While antidumping rules are an indirect response
to such trade-distorting practices, they can help domestic producers
and workers obtain at least some remedial action against artificial
advantages of foreign firms. However, antidumping duties alone
will not provide a long-term solution to distorted markets abroad,
especially if foreign governments do not solve the underlying
problems in their own markets. Consequently, antidumping measures
should be seen not as an ultimate solution to trade-distorting
practices abroad but instead as a means to help create a "level
playing field" among producers across different countries.
The Use of Countervailing Duties to Address Subsidization
Trade remedy rules also provide a critical response
to government subsidization.
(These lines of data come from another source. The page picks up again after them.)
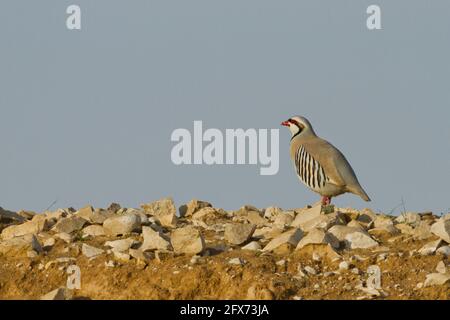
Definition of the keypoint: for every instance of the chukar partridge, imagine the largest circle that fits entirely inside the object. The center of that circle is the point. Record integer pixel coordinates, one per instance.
(319, 165)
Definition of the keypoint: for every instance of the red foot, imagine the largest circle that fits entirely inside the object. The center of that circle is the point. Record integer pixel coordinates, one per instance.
(326, 201)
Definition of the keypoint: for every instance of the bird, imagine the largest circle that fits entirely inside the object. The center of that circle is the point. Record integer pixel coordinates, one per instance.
(320, 165)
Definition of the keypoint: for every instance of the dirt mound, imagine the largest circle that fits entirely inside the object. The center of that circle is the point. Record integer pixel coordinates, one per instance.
(209, 253)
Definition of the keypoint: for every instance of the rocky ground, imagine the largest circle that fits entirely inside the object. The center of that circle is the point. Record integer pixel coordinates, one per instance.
(200, 252)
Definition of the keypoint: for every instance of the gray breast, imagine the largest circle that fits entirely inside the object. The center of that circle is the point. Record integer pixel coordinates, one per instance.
(309, 170)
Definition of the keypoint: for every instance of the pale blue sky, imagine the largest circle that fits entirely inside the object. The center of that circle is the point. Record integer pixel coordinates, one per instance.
(86, 116)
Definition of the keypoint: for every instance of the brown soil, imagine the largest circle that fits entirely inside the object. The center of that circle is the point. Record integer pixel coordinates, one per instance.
(212, 277)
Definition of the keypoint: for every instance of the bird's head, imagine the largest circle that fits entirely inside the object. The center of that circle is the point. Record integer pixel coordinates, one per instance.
(298, 125)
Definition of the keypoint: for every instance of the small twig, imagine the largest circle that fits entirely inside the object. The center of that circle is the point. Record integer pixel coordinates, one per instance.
(403, 204)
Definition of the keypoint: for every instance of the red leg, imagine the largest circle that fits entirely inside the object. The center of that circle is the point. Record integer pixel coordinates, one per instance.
(326, 200)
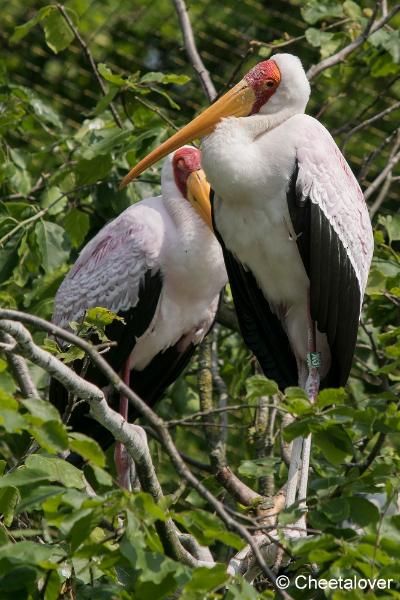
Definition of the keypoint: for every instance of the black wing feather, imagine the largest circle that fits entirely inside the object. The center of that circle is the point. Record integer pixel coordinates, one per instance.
(261, 329)
(335, 297)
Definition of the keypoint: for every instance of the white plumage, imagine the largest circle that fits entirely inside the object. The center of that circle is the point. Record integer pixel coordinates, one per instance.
(163, 234)
(294, 229)
(159, 266)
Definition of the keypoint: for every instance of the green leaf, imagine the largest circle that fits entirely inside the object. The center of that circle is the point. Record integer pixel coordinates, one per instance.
(53, 586)
(362, 511)
(53, 244)
(57, 469)
(28, 552)
(83, 527)
(153, 77)
(90, 171)
(319, 10)
(88, 448)
(22, 30)
(328, 42)
(23, 476)
(259, 467)
(258, 385)
(334, 443)
(337, 509)
(331, 396)
(100, 317)
(77, 225)
(108, 75)
(54, 198)
(8, 501)
(105, 101)
(297, 401)
(57, 32)
(353, 10)
(35, 496)
(205, 580)
(101, 475)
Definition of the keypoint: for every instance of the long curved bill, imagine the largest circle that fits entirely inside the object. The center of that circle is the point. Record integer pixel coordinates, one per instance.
(198, 194)
(237, 102)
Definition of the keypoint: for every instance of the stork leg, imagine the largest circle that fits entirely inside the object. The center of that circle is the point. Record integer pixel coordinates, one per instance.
(123, 461)
(301, 447)
(311, 389)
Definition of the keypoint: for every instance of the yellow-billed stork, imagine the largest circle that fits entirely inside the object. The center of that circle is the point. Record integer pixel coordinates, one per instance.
(294, 228)
(159, 266)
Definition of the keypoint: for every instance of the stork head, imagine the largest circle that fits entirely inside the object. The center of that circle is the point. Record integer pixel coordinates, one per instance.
(277, 85)
(190, 179)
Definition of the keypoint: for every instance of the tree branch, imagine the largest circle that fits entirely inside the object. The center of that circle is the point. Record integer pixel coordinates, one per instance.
(344, 52)
(92, 393)
(191, 50)
(20, 370)
(394, 158)
(369, 121)
(91, 61)
(132, 436)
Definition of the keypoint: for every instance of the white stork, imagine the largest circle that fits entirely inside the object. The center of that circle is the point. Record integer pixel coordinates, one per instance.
(294, 228)
(159, 266)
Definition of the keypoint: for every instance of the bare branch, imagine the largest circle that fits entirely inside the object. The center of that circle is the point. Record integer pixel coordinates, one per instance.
(20, 369)
(132, 436)
(90, 59)
(344, 52)
(369, 121)
(191, 50)
(90, 392)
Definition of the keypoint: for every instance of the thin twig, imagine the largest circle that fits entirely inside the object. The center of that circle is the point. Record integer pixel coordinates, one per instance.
(132, 436)
(344, 52)
(20, 369)
(191, 50)
(91, 61)
(91, 393)
(369, 121)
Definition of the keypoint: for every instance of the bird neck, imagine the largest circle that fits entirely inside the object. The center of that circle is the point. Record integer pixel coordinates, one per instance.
(230, 155)
(260, 123)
There is widespread and longstanding
agreement that government subsidies undermine the efficient allocation
and utilization of resources. Subsidies therefore undercut, the
best foundation of economic growth and development. Export and
import-substitution subsidies are particularly troublesome in
that they have the most direct impact on trade patterns. It is
for this reason these measures are generally prohibited under
the GATT/WTO rules.
Countervailing duties have long been accepted as
one of the legitimate means of addressing the domestic impact
of injurious foreign subsidies. Countervailing duty measures,
however, are only an indirect, partial and temporary remedy to
the problems of harmful subsidization * an effective multilateral
disciplines regime aimed at reducing and ultimately eliminating
distortive subsidies would be the best solution. The Uruguay Round
Subsidies Agreement was an important step forward in this regard,
but considerable work remains. Many distortive subsidies are so
entrenched or disguised within countries' political and economic
systems that it will take some time to identify and implement
the appropriate multilateral disciplines necessary to root all
of them out. The objective of the Rules Group must be the continuation
of the progressive strengthening and expansion of disciplines
that have marked nearly every round of trade negotiations since
the beginning of a rules-based multilateral trading system.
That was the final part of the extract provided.